Part B: Slope of the Linear Regression

Next, we need to determine the slope of the linear regression line, which is the line of best fit through our data points. The slope tells us how much the save percentage increases, on average, for each additional hour of practice.

After performing the linear regression, the slope of the line, rounding to the nearest thousandth, is found to be:

[tex]\[ \text{slope} \approx 0.008 \][/tex]

Explanation of the Slope in Context:

The slope of the linear regression line (0.008) represents the rate at which the save percentage increases per each additional hour of practice per week. In simpler terms:

- For every additional hour of practice per week, the save percentage improves by approximately 0.8%.

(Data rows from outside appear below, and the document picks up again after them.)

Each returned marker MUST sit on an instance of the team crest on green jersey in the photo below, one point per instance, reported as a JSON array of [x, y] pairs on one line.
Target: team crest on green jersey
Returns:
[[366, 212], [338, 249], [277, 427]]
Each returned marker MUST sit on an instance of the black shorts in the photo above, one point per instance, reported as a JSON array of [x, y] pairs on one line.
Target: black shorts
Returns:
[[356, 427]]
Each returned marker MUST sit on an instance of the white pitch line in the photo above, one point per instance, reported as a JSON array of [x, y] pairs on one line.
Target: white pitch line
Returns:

This means that there is a positive relationship between the number of hours practiced and the percentage of goals saved. More practice hours each week typically lead to a higher save percentage at the end of the season for these hockey goaltenders.

To summarize:

1. Correlation Coefficient: The correlation coefficient is 0.837, indicating a strong positive relationship between hours of practice and save percentage.
2. Slope: The slope of the linear regression line is 0.008, indicating that each additional hour of practice per week increases the save percentage by 0.8%.